Carnegie Mellon University
Time-Interleaved C-2C SAR ADCs For High-Speed Medium-Resolution Applications
High-speed (>GSamples/sec) medium-resolution (6-8 bits) Analog-to-Digital Converters (ADC) are widely utilized in high-speed communication systems, such as serial links, UWB, and OFDM-based 60GHz receivers. However, due to complex DSP and low-power constraints, digital basebands are generally designed in low-leakage, high-VT low power (LP) digital CMOS processes. Since the ADC has to be on the same die with the digital baseband for cost reduction purposes, this makes the design of high-speed ADCs very challenging. The ADC should not only meet the constraints but also should be scalable due to the possible future applications. Successive Approximation Register (SAR) based ADCs have become very popular over the last decade because of their highly scalable, digital friendly, and power-efficient architecture and steady improvement in the matching and density of capacitors. In general, SAR ADCs are medium-speed architectures and cannot achieve >GSamples/sec sampling rate but they are ideally suited for time-interleaving where multiple ADCs work in parallel to boost the overall speed. Even though many ADCs can be necessary to meet the speed constraint, the overall topology can still be more efficient than a design with similar specifications implemented with a single ADC.

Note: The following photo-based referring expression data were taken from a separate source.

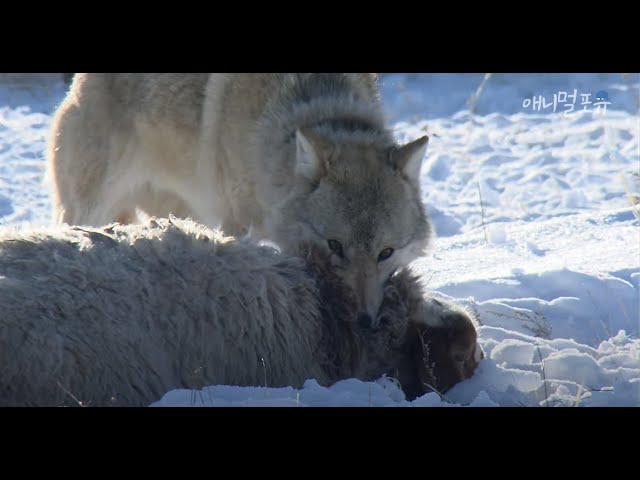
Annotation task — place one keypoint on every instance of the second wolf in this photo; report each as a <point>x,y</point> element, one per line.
<point>294,158</point>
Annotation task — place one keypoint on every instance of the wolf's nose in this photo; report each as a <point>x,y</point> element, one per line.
<point>364,319</point>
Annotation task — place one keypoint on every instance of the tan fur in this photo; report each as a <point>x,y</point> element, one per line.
<point>292,158</point>
<point>120,315</point>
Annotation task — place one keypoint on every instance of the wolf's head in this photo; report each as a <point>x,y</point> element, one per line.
<point>360,201</point>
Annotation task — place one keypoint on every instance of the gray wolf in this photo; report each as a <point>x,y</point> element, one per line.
<point>294,158</point>
<point>119,315</point>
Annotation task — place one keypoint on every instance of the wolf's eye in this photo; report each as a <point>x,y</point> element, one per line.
<point>384,254</point>
<point>335,247</point>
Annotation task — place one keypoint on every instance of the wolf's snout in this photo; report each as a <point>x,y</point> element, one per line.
<point>364,319</point>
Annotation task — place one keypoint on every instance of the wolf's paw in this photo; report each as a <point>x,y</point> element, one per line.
<point>450,352</point>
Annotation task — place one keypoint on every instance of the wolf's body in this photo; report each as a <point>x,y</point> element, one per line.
<point>122,314</point>
<point>292,158</point>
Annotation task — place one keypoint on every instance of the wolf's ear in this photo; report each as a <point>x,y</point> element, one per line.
<point>408,158</point>
<point>312,154</point>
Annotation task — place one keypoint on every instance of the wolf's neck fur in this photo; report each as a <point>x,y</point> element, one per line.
<point>332,105</point>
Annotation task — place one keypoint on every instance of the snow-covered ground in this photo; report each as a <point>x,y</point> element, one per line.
<point>534,212</point>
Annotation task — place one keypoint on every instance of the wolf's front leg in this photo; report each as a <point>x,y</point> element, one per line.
<point>451,351</point>
<point>441,346</point>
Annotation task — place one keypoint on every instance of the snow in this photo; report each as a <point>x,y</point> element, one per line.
<point>536,232</point>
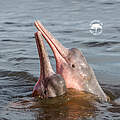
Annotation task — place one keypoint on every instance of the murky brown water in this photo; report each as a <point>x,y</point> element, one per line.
<point>69,21</point>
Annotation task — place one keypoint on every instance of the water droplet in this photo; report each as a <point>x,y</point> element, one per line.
<point>96,27</point>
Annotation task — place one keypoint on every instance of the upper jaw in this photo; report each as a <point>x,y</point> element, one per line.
<point>45,66</point>
<point>58,49</point>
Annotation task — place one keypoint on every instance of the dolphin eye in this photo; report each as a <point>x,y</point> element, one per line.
<point>73,65</point>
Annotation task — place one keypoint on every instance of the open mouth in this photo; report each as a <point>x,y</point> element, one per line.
<point>58,49</point>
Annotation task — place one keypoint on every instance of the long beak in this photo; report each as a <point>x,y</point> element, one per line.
<point>45,66</point>
<point>59,50</point>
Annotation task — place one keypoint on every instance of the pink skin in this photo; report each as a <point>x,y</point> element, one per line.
<point>72,66</point>
<point>49,84</point>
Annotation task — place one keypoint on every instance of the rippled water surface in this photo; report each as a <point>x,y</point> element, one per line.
<point>69,21</point>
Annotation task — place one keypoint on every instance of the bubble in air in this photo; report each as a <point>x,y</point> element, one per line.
<point>96,27</point>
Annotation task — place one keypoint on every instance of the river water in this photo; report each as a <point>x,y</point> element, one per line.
<point>69,21</point>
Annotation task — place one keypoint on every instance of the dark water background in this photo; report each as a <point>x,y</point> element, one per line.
<point>69,21</point>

This talk focuses on the design of a 2.5GSamples/sec, Nyquist, 7-bit Time-Interleaved C-2C SAR ADC implemented in a 45nm LP Digital CMOS process which consumes 50mW from a 1.1V supply. 16 ADCs were used to achieve the overall 2.5GSamples/sec sampling rate and several calibration schemes are implemented to enhance the performance. Best to our knowledge, this ADC is the first 7-bit ADC implemented in a digital 45nm CMOS process achieving this speed.
Erkan Alpman received his B.S. and M.S. degrees in 2003 and 2005, respectively, from the Middle East Technical University (METU), Ankara Turkey, in Electrical and Electronics Engineering. His M.S. Thesis was awarded as "METU Thesis of The Year" in 2006. He has been pursuing his PhD degree in Electrical and Computer Engineering in the Carnegie Mellon University, Pittsburgh PA since 2006 under the supervision of Prof. L. Richard Carley. From 2007 to 2008, he was a full-time intern at Intel Corporation, Hillsboro, OR. His research interests include high-speed ADCs in sub-100nm digital CMOS and RF circuits for WLAN transceivers.